I think he'd like the plans. I sure do.


----------



## Ambassador

I purchased the Bonterra plans and they are top notch. Great drawings with clear directions. Bonterra hives are what I would call "furniture quality" and are designed to look great in your home. Most of the other plans available for free on the net don't have the finish and polish.


----------



## Michael Bush

The Beesource plan has two major flaws, in my opinion. The way the glass slides in a groove makes it almost impossible to open once it's been thoroughly propolized and the space between the glass should be between 1 3/4" and 1 7/8". It shows 1 5/8". 1 5/8" works only if the bees are drawing the comb in the observation hive. When you need to borrow a comb from an existing hive, it's just too narrow. if you put a frame in and the bees can't get between the glass and the comb, the wax moths and small hive beetles will take advantage. i have not seen the Bonterra plans so I have no opinion on them.

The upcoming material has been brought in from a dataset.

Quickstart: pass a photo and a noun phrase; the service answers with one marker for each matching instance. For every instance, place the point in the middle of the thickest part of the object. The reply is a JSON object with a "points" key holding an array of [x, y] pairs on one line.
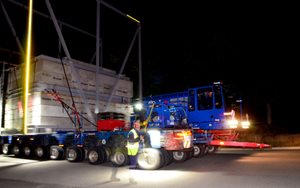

I keep meaning to do some simple plans (not fancy cabinet work) for one, and maybe I'll get to that sometime soon.


----------



## bevy's honeybees

Thanks everyone. Bonterra it is.


----------



## zookeeper

I made an ob hive from plans off of Honey Run Apiaries' web site. I cut it down to five medium frames though, instead of the eight in his plans. It's pretty easy....I had most of the scrap wood laying around already. http://www.honeyrunapiaries.com/beekeeping/plans/ Have fun!


----------



## Michael Bush

>I made an ob hive from plans off of Honey Run Apiaries' web site...

I agree I would have cut it down as well. Eight would be too awkward for me to haul outside. Five is nice. Four is about minimum and that's what most of mine are. The distance between the glass is perfect. I don't get from the plans what holds the glass though. And the photos seem to be missing on that page, so I can't judge very well from them. Is it grooved for the glass like the Beesource one?


----------



## zookeeper

If I could do it again, I would cut it down to four. Five is just a little too heavy, because we have it hung up high so the pets can't bump into it.

As far as the window, yes the boards are grooved for the glass. Page 5 of the plans show an end view of the side rails, but maybe those are the photos you weren't able to see? I used 3/16" glass instead of the 1/8" called for in the plans (again, pets!) but the rest is the same. If I were to do it again though, I'd do away with the center rail. On a four or five frame hive, it's not really a support--it's more of an obstruction.


----------